I remember our conversation when Dad called to tell me about the discovery. “Oh, Dad, come on,” I said, “There aren’t any Indians in Newfoundland, not on the island anyway.”
“Well,” he says, “I’m telling you there is and we are and it’ll be proven shortly. We’re Indians from St. Georges Bay through your great-grandfather, Bonifice Benoit. In fact, by the time she’s all over, we’ll be the biggest Indian band in the country.”
“My God,” I said.
“Yeh,” he said, “We’re consider’n an attack.”
***
Johanna White, my grandmother, was born in St. Georges Bay, Newfoundland. Her people are all still there, though I’ve met only a few of them. They’re all short and dark and hilarious. But Johanna’s family were really not “Whites”.
They were in fact “LeBlancs” who changed their French name (not legally) to White in order to be able to get work, feed their families , and be accepted into the thick of their hugely Anglo- Irish world.
That much of her story I already knew, not that she had ever told us, but my grandfather and his relatives did.
And so what happened was in 1949, Newfoundland joined Canada. But, and I assume because there weren’t any First Nations people on the Island of Newfoundland, the province did not adopt the Indian Act at the same time they joined Confederation. The Boetuk’s, who were the original indigenous people of the Island of Newfoundland, were all gone by then. They had been killed or died of TB, all by the mid-1800s.
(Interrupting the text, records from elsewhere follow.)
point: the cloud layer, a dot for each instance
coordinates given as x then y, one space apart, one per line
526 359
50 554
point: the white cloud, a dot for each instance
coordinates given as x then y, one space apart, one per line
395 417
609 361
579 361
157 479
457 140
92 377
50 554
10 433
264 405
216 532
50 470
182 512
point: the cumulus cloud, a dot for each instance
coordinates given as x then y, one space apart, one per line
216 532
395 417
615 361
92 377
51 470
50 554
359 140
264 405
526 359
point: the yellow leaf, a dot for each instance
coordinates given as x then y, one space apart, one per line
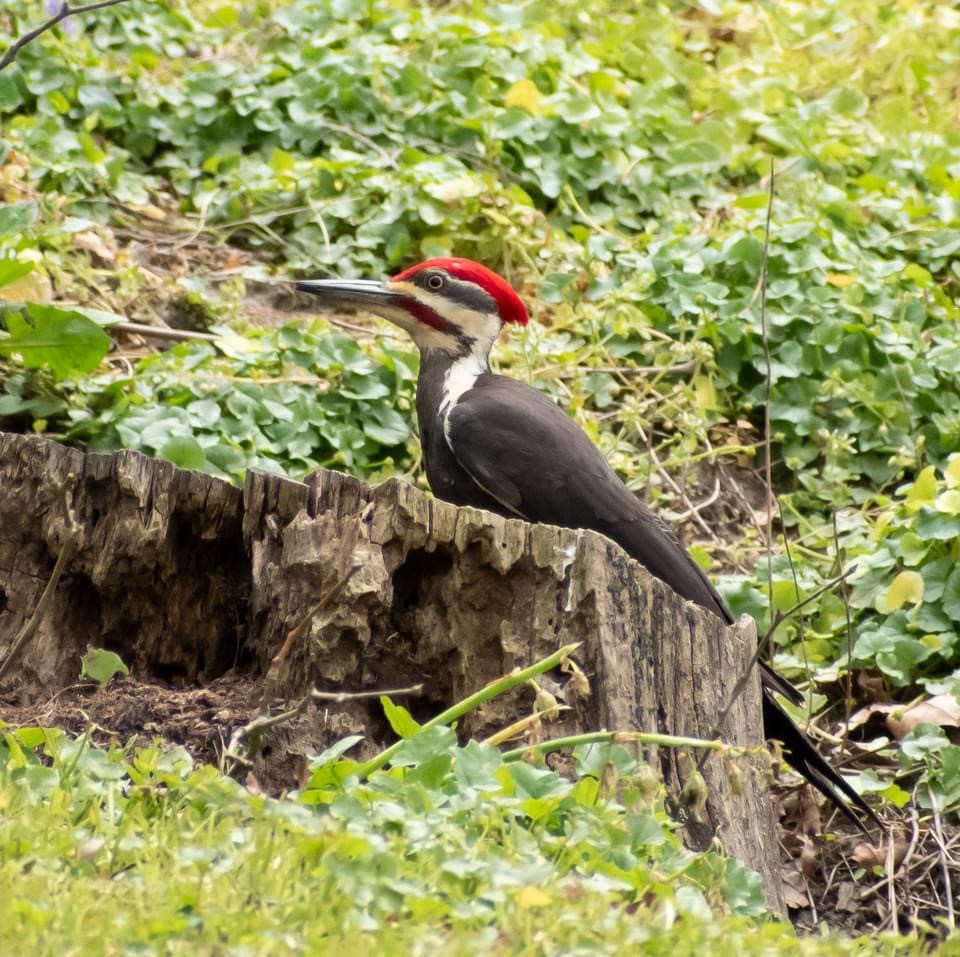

At least, that’s what most people thought. But, unbeknownst to the rest of the world, there was another group of Indians in Newfoundland who had come there 300 years ago, before Canada was Canada. They were Qalipu (pronounced Hal-lay-boo) Mi’kMaq from the Maritimes. And so these Indians were left out of treaty rights and any recognition given to the rest of the country’s Indians -first because Newfoundland wasn’t part of Canada, and then because, when they did become part of Canada, the Indian Act wasn’t included.
And so, to make a very long story short, the Qalipu Mi’Kmaq have been fighting for that status ever since. In 2008, they got it.
***
Now, here’s where Nanny’s story comes in. Apparently, the Qualipu’s assumed French names, either brought with them from theFrench Maritimes or they had settled with the very few French who were in Newfoundland at the time. By whatever means, in the process of establishing the direct First Nations, pre-1949 lineage, it was discovered the vast majority of the French living in the St. Georges Bay area were actually Qalipus – including my grandmother and her people.
It was astounding. I realized, here was this little woman who lived out her entire life in denial of not one, but two heritages, first the native and then the French, neither one apparently good enough. I thought, my God, what must that do to a person’s innate sense of worth, how bad must have things been that she and her family felt that was what they had to do.
Now that I think about it and now that I know her history and her heritage, I see both my grandmother and my father much more clearly. And I think I’m closer to understanding what racism is really about, how it grows, and how it can be sustained through generations. Fundamentally, racism is about fear and insecurity. It’s the bravado face of a desperate grasp for control and, oddly enough, even acceptance.